Available at: https://digitalcommons.calpoly.edu/theses/3356
Date of Award
6-2026
Degree Name
MS in Computer Science
Department/Program
Computer Science
College
College of Engineering
Advisor
Stephen Beard
Advisor Department
Computer Science
Advisor College
College of Engineering
Abstract
Machine learning training and inference workloads run at massive scale, where the efficiency of generated machine code directly affects throughput and energy consumption. The compilers that lower model specifications to hardware instructions rely on optimization passes that can only exploit information visible in the representations they operate on. MLIR, the intermediate representation framework underlying production machine learning compilers such as IREE and Triton, is designed so that each abstraction level can encode semantics that lower levels cannot represent. One example is memref.subview, which partitions a buffer into typed regions with explicit offsets and sizes, making structural non-overlap provable from the IR. Standard MLIR-to-LLVM lowering discards this structure, reducing subviews to pointer arithmetic that LLVM alias analysis cannot distinguish from potentially overlapping accesses. This loss blocks optimizations such as loop-invariant code motion, redundancy elimination, and vectorization, even when accesses are provably disjoint at the MLIR level.
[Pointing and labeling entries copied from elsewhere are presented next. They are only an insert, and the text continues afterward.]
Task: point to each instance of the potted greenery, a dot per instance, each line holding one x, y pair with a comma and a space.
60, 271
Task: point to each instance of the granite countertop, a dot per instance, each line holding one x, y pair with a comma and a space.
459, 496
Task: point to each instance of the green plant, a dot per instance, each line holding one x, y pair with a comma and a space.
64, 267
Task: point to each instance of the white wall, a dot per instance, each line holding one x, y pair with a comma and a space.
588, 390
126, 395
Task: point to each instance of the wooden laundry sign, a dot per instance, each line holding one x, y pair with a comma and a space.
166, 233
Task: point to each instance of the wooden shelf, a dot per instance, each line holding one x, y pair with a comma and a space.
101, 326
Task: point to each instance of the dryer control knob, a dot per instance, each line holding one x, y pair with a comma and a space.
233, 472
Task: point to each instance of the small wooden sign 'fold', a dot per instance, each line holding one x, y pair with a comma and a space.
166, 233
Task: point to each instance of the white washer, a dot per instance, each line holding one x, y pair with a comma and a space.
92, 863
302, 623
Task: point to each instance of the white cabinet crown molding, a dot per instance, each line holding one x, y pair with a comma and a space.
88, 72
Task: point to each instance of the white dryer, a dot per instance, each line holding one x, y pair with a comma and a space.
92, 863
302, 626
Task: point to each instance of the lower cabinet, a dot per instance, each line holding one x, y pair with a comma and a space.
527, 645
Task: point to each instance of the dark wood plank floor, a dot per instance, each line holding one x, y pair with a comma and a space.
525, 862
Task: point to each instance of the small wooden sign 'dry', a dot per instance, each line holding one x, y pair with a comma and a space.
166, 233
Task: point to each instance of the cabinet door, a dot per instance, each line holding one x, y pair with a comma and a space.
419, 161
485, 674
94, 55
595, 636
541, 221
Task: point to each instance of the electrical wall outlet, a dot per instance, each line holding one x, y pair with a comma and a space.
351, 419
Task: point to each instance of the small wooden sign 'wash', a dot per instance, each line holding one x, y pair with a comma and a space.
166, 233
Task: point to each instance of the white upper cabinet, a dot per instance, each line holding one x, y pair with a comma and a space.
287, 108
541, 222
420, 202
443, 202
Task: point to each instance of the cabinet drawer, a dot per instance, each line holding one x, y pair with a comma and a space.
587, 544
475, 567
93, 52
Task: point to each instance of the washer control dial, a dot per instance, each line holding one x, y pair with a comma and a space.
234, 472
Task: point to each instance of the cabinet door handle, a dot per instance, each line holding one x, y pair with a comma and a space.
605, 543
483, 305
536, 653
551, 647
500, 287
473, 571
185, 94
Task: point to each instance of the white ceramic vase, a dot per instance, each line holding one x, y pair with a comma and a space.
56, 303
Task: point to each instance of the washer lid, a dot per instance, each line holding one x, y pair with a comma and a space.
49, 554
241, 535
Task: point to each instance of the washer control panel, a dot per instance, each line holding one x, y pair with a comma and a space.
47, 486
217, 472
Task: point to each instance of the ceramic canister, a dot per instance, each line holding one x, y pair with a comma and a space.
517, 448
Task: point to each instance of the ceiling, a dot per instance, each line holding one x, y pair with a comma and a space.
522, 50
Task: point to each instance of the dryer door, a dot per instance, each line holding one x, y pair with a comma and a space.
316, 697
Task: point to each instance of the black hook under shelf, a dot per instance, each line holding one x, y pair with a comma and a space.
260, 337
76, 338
This thesis presents an out-of-tree MLIR pass pipeline that identifies provably disjoint buffer regions before lowering and preserves the structural proof as LLVM !alias.scope and !noalias metadata. Rather than introducing a new alias analysis, the approach communicates existing information in a form LLVM optimization passes already understand. Across six case-study kernels, the pipeline eliminates all 32 alias-related optimization misses. It achieves a 3.76x speedup on Apple M4 under -force-vector-width=4 by enabling NEON SIMD vectorization. On benchmark-derived kernels from PolyBench/C, IMEX, and IREE, speedups reach 1.51x across platforms and exceed 2x on out-of-order ARM cores, while neutral and regressing cases establish the practical limits of the approach.